The worst of the impact on the French economy of the yellow-vest protests, which rocked city centers across France last winter, is yet to come, a report said, predicting a wave of bankruptcies among small businesses in the second half of the year.
The initial impact of the yellow-vest protests, which started in November as a revolt over high prices at the pumps and morphed into a broader challenge to President Emmanuel Macron’s policies, was limited.
“MOST SERIOUS CONSEQUENCES ARE YET TO COME”
The national statistics office estimated it at 0.1 percentage points of national output or 2 billion euros ($2.28 billion) in the final quarter of last year.
But lawmakers from the opposition-controlled Senate said in a report published this week that the accumulated loss in turnover, which reached 30 percent in city centers on average over six months, will start taking its toll in the coming months.
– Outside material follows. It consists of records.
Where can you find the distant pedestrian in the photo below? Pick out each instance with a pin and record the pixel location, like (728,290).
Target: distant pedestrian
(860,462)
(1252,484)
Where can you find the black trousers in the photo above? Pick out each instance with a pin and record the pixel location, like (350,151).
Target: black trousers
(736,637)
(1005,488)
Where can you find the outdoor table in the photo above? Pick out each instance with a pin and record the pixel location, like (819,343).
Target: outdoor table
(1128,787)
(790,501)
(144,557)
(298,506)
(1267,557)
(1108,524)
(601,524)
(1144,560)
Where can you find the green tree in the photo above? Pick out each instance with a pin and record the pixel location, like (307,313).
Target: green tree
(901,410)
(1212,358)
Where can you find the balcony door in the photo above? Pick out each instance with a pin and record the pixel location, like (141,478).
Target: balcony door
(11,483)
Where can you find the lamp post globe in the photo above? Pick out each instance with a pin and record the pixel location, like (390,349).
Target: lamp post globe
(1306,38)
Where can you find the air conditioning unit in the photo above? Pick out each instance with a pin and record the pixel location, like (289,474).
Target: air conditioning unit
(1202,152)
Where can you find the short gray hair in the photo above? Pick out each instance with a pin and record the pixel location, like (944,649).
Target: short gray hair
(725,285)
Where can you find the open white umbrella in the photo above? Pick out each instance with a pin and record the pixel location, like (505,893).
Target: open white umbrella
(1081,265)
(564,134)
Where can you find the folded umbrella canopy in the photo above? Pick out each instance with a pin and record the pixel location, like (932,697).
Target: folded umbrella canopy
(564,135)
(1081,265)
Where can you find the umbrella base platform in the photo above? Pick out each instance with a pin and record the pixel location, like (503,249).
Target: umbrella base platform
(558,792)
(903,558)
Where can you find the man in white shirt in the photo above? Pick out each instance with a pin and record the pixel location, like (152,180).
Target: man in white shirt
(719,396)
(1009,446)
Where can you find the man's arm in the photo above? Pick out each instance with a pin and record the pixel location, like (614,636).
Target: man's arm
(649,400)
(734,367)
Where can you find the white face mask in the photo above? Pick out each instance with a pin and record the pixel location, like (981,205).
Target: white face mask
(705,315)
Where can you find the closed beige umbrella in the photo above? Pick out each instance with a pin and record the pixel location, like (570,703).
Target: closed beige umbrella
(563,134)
“Although the movement is losing steam, our hearings have revealed that the most serious and insidious consequences are yet to come,” lawmakers wrote in the report, citing feedback from local commercial courts.
“It’s in the second half that a wave of debt defaults should happen, as well as a critical increase in the number of businesses going into administration or even bankruptcies,” the report added.
Though the protests have gradually eased since December, the report says business is not coming back strong enough to make up for the losses as consumers changed their habits, avoiding weekend shopping for example.